Er zijn tegenwoordig machines die in staat zijn ingewikkelde berekeningen te maken: optellen, aftrekken, vermenigvuldigen, delen en nog moeilijker. Ze doen dat sneller dan het menselijke brein en als ze goed in orde zijn doen ze het zonder één enkele fout te maken.
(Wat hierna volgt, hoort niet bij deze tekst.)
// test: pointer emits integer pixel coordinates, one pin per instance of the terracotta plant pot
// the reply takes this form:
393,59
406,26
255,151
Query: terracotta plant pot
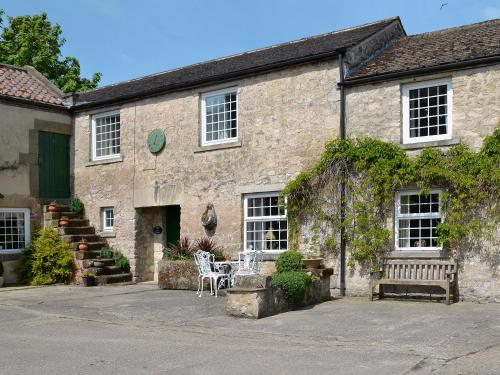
312,263
64,222
83,246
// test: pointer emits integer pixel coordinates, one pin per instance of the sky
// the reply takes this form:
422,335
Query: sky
126,39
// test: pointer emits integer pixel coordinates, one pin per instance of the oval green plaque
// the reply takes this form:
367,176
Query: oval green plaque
156,140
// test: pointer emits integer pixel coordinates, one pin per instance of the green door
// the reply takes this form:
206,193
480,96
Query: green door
173,225
53,165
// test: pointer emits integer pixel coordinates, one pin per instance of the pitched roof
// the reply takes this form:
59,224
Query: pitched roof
435,49
307,49
28,85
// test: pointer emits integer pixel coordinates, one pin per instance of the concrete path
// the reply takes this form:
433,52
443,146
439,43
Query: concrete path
140,329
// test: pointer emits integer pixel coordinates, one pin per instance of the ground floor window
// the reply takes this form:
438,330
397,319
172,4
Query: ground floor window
417,216
14,229
266,224
108,219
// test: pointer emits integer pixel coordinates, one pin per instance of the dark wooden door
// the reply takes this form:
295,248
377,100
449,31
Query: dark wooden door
53,165
173,225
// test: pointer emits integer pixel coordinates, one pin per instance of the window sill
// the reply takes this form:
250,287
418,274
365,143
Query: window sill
107,234
219,146
440,143
418,254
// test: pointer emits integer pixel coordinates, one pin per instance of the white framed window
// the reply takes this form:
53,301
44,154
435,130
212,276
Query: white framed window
14,229
266,223
417,217
219,111
427,111
105,135
108,219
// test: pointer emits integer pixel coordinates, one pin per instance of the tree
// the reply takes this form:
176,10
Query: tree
33,40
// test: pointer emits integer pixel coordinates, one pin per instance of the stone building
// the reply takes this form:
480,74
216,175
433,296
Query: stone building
35,130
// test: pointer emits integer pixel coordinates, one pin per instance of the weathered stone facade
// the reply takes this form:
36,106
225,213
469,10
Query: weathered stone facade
284,119
375,110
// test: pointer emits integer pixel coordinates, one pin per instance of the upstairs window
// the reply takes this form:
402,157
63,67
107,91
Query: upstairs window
219,116
14,229
417,217
266,224
105,135
427,111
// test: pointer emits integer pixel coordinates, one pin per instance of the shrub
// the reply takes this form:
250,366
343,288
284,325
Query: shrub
105,253
182,250
76,206
52,260
210,246
122,261
289,261
293,284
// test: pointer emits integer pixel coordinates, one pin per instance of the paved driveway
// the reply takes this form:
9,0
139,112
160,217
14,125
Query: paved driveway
140,329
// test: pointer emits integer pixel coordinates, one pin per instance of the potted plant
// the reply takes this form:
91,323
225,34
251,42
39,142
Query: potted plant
88,279
64,221
52,206
1,274
83,245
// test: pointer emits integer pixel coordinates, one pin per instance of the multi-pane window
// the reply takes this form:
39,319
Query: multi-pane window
417,216
427,111
108,219
106,135
14,229
266,225
220,117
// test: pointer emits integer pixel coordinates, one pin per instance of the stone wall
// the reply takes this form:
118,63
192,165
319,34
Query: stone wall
284,119
19,128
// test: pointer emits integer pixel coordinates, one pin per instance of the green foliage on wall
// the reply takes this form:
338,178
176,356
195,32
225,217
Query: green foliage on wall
51,259
374,171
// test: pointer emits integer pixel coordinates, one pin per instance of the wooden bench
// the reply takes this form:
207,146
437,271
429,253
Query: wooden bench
428,272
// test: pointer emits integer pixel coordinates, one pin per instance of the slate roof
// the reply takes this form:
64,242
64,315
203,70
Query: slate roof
435,49
307,49
28,85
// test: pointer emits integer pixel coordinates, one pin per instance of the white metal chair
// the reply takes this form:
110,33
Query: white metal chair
205,261
248,264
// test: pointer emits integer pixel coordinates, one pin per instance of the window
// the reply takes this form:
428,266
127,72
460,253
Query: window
108,219
105,135
219,116
14,229
417,217
266,225
427,111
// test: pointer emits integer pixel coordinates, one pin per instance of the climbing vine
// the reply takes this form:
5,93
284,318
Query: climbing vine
373,171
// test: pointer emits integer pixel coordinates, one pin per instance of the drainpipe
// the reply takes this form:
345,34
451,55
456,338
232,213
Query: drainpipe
342,178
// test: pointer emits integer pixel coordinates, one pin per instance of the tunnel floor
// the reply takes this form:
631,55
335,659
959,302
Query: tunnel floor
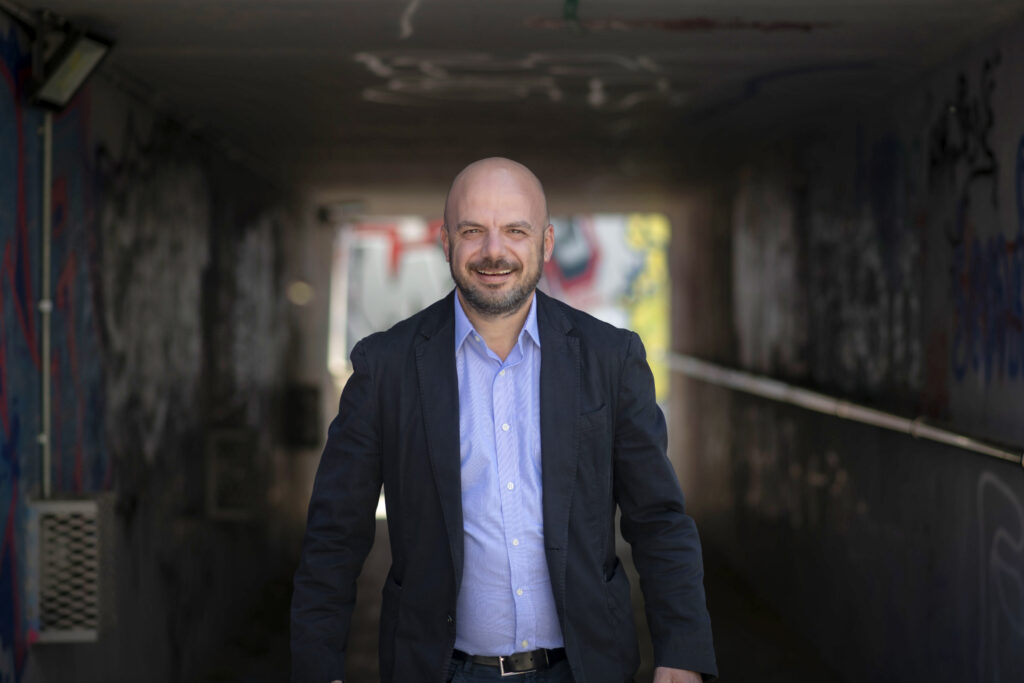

Zulke machines worden rekenmachines genoemd.Op de meeste kantoren zijn tegenwoordig eenvoudige rekenmachines in gebruik. Ze zijn meestal kleiner dan een schrijfmachine en worden in de wandeling ‘telmachines’ genoemd. Er zijn echter ook elektronische rekenmachines, die zo groot zijn als een kamer. Deze apparaten bestaan vaak uit duizenden radiobuizen en worden met een Engels woord ‘computers’ genoemd. Eén zo’n machine kan in één uur een probleem oplossen, waarvoor een mens tien jaar nodig zou hebben! Het bestaan van deze machines maakt de rekenles op school overigens niet overbodig. Voor ‘dagelijks gebruik’ zullen ook wij op ons eigen rekentalent moeten blijven vertrouwen.
Niet alleen, omdat een ‘zakcomputer’ nog uitgevonden moet worden - maar ook, omdat een rekenmachine van enig formaat al gauw zo’n drie, vier miljoen gulden kost. Té kostbaar dus om ze voor eenvoudige optelsommetjes te gebruiken.